Original Article

Evaluation of Hematological Parameters in Children with Idiopathic Facial Paralysis: A Case-control Study

10.4274/haseki.galenos.2024.9363

  • Hilal Susam Sen
  • Yeter Duzenli Kar
  • Selcuk Kuzu
  • Nilgun Eroglu
  • Yigit Senol
  • Dilek Cavusoglu

Received Date: 07.07.2023 Accepted Date: 04.02.2024 Med Bull Haseki 2024;62(1):9-15

Aim:

Idiopathic peripheral facial paralysis [Bell’s palsy (BP)] is the most common cause of acute, one-sided facial paralysis, whose etiopathogenesis is currently unknown. However, inflammation is considered to play a role in etiopathogenesis. In this study, we examined the relationship between hematologic parameters and indices in children with BP.

Methods:

The study included 60 pediatric patients diagnosed with BP between December 2017 and May 2022 and 60 healthy controls of the same age and gender. The relationship between the patient and control cohorts and between the severity of the disease and inflammation markers was analyzed. Low-severe BP (House-Brackmann classification grade 2-3) and high-severe BP (House-Brackmann classification grade 4-5) were grouped. Complete blood count parameters and hematologic indices [neutrophil count/lymphocyte count (NLR), platelet count/lymphocyte count (PLR), monocyte count/lymphoid count (MLR), and platelet mass index] were recorded as inflammation markers.

Results:

55% of the patients had BP on the right side, 48.3% had grade 3, and 30.0% had grade 4 facial paralysis. Leukocyte, neutrophil, lymphocyte, monocyte, and platelet counts were significantly higher in the patient group than in the control group (p-values p<0.001, p=0.006, p=0.027, p=0.009, respectively). The low-severe BP group had significantly higher leukocyte counts than the highsevere BP group. However, there was no significant difference between the other hematologic parameters and indices (NLR, PLR, MLR, and platelet mass index).

Conclusion:

Children with BP had higher counts of leukocytes, neutrophils, lymphocytes, monocytes, and platelets than children in the control group. Thus, we believe that these parameters can be used in the diagnosis, differential diagnosis, and treatment of patients with BP.

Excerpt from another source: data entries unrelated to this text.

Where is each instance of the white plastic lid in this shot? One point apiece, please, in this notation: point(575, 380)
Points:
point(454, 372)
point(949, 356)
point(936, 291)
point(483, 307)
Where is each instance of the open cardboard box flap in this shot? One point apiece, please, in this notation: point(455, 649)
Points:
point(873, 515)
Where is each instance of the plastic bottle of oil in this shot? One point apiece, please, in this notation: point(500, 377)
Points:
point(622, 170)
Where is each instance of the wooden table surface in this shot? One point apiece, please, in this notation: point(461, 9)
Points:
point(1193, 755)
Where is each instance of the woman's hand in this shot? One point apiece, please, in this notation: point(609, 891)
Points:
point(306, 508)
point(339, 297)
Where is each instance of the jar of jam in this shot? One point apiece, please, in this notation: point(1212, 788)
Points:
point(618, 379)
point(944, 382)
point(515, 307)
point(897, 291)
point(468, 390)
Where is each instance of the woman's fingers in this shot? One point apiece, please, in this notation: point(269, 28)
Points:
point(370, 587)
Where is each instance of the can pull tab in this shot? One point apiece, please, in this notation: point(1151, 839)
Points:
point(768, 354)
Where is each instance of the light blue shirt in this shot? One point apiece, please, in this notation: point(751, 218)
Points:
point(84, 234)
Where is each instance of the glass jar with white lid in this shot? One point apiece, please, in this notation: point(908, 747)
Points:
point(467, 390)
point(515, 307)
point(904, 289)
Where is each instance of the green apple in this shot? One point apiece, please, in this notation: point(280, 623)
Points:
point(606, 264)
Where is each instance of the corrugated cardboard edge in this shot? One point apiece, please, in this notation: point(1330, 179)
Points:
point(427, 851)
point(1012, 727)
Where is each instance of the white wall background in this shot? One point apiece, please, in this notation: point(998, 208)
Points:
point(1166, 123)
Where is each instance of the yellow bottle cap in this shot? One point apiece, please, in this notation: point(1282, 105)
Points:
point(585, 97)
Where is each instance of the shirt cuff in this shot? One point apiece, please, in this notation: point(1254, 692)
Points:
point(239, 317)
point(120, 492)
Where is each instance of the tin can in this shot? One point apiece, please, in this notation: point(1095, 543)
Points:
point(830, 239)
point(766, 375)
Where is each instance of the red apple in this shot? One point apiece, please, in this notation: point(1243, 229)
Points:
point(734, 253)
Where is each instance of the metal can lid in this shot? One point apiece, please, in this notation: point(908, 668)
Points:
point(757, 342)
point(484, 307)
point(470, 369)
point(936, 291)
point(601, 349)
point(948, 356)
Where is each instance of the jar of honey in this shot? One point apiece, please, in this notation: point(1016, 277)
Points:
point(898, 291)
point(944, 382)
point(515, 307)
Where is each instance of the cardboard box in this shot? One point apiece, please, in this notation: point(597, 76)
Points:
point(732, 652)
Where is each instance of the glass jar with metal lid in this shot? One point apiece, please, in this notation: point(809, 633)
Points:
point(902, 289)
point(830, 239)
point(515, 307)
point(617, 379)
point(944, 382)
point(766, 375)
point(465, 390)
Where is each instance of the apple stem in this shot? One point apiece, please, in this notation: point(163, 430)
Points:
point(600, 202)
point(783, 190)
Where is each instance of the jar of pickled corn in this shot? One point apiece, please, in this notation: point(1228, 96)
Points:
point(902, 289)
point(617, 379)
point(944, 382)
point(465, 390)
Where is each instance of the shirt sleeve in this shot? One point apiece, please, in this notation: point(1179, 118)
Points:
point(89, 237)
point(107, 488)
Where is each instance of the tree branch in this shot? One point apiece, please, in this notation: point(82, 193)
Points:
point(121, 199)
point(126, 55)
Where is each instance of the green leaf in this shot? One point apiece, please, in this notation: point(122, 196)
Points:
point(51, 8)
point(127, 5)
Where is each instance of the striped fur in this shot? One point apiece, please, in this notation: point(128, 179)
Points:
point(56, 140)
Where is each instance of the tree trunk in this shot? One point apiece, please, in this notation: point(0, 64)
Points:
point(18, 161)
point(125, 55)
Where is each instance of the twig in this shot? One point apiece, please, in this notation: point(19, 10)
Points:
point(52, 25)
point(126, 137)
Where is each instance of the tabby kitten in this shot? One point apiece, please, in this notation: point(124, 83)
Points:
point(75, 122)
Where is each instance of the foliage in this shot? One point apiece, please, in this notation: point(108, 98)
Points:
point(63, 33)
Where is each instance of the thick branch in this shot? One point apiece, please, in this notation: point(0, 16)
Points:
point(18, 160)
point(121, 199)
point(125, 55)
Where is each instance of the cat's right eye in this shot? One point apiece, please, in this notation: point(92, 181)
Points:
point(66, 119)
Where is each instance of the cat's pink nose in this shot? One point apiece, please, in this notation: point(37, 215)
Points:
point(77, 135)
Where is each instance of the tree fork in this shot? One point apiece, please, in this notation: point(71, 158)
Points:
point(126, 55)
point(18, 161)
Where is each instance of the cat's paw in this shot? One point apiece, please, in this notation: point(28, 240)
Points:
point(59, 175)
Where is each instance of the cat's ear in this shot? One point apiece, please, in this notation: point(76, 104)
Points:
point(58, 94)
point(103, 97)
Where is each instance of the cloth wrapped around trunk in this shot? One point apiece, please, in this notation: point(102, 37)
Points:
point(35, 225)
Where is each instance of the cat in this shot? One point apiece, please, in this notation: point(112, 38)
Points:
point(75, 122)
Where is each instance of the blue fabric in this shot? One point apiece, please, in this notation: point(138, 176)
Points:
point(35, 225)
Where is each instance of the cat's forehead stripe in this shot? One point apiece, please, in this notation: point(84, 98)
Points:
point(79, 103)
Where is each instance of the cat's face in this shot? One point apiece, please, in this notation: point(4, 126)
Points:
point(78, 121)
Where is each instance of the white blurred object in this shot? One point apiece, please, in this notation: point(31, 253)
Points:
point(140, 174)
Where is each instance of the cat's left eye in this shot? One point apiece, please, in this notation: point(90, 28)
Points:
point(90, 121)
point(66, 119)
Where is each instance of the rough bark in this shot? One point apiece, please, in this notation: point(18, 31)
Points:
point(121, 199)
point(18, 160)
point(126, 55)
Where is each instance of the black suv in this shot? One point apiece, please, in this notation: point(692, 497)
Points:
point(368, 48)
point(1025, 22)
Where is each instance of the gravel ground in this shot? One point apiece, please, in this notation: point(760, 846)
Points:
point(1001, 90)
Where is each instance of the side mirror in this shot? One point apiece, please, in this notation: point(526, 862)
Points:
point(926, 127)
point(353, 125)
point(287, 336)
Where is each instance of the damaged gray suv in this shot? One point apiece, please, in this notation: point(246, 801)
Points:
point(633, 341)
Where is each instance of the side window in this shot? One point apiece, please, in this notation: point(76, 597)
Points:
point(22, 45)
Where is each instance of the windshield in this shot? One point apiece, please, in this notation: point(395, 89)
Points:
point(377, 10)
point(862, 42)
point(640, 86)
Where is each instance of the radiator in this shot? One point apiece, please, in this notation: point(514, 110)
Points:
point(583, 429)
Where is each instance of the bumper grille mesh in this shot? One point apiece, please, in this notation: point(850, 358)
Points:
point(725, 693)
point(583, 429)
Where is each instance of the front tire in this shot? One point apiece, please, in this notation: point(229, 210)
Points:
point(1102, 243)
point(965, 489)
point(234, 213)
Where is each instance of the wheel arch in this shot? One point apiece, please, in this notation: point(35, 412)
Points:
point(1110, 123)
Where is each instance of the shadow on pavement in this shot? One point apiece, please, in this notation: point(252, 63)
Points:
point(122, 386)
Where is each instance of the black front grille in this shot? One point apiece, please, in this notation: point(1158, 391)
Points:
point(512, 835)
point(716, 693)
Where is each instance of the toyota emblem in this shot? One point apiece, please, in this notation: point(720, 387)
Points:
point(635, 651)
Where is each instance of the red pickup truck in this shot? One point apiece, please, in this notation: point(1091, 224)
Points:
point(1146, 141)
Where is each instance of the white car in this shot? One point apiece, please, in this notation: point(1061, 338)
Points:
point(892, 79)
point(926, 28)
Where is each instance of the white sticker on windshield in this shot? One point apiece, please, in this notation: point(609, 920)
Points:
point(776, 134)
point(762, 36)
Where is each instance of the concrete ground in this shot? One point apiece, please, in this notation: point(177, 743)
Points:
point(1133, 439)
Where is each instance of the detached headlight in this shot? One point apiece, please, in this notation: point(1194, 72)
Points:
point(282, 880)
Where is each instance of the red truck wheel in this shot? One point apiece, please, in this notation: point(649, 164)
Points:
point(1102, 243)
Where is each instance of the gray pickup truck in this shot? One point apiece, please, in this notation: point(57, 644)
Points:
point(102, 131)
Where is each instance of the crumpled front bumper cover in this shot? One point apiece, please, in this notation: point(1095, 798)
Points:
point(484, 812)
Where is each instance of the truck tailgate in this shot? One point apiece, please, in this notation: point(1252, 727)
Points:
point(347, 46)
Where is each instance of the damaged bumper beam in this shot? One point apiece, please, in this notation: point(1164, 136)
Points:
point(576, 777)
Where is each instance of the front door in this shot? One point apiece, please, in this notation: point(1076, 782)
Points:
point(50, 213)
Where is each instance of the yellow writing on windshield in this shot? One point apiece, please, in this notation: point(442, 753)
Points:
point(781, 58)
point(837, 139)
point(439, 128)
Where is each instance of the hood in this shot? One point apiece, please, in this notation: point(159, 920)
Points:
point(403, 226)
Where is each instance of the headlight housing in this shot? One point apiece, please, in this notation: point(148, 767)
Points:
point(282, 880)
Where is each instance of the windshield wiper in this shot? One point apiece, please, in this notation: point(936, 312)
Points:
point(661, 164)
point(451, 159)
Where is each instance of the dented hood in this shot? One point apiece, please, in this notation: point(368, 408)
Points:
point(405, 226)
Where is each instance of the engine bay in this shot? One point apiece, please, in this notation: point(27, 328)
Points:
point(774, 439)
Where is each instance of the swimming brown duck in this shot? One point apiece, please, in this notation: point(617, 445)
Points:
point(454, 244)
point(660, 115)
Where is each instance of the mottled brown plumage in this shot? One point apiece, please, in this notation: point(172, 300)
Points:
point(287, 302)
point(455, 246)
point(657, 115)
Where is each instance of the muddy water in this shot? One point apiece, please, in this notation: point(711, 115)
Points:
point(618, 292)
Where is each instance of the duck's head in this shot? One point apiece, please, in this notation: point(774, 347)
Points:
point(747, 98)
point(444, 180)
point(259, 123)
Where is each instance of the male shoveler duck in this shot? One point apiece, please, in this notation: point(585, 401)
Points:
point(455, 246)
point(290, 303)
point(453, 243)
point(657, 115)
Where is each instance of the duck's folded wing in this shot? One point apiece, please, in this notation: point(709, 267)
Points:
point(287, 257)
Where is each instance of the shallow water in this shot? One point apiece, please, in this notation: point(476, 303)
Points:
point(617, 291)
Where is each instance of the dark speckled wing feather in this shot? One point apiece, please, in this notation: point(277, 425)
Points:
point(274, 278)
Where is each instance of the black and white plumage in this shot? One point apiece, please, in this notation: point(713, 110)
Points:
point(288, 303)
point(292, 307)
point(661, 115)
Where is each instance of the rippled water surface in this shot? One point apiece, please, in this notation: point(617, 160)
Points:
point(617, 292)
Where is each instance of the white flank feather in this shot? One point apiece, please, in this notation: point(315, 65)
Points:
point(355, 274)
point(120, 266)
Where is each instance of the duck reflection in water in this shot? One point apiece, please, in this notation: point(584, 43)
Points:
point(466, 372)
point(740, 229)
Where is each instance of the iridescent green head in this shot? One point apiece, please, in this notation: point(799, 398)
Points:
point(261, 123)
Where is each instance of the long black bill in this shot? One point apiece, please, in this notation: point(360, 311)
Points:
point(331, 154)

Keywords: Child, platelet count, facial paralysis, diagnosis-differential, blood cell count

Introduction

Idiopathic peripheral facial paralysis [Bell’s palsy (BP)] is a sudden onset, usually partial or total muscular paralysis on either side of the face. It is the most common motor cranial neuropathy that can occur as a result of damage at any level along the anatomical course of the facial nerve from the motor nucleus in the brain stem until it reaches the facial mimic muscles (1). The incidence is 19-21 per 100,000 children younger than 18 years old. Patients usually present with a sudden onset of unilateral facial paralysis that lasts from a few hours to a day. Mild pain radiating behind the ear, numbness of the face, increased sensitivity to sound, and taste disturbances are other accompanying symptoms. Although the etiopathogenesis has not been fully elucidated, inflammation is considered to play a role (2). In the literature, prognostic factors for peripheral facial paralysis include age, severity of the disease, period between the onset of symptoms and treatment, electrophysiological changes, and history of recurrence (2-4). In adults, corticosteroids offer important benefits, particularly when they are administered early during the disease, whereas there are no standardized treatment guidelines for children. Peripheral facial paralysis in children generally has a good prognosis, but if it does not fully regress, it can affect quality of life in the long term, causing problems with drinking, eating, and speaking and even affecting social life (2). Magnetic resonance imaging (MRI) of patients with BP shows inflammation of the facial nerve (5).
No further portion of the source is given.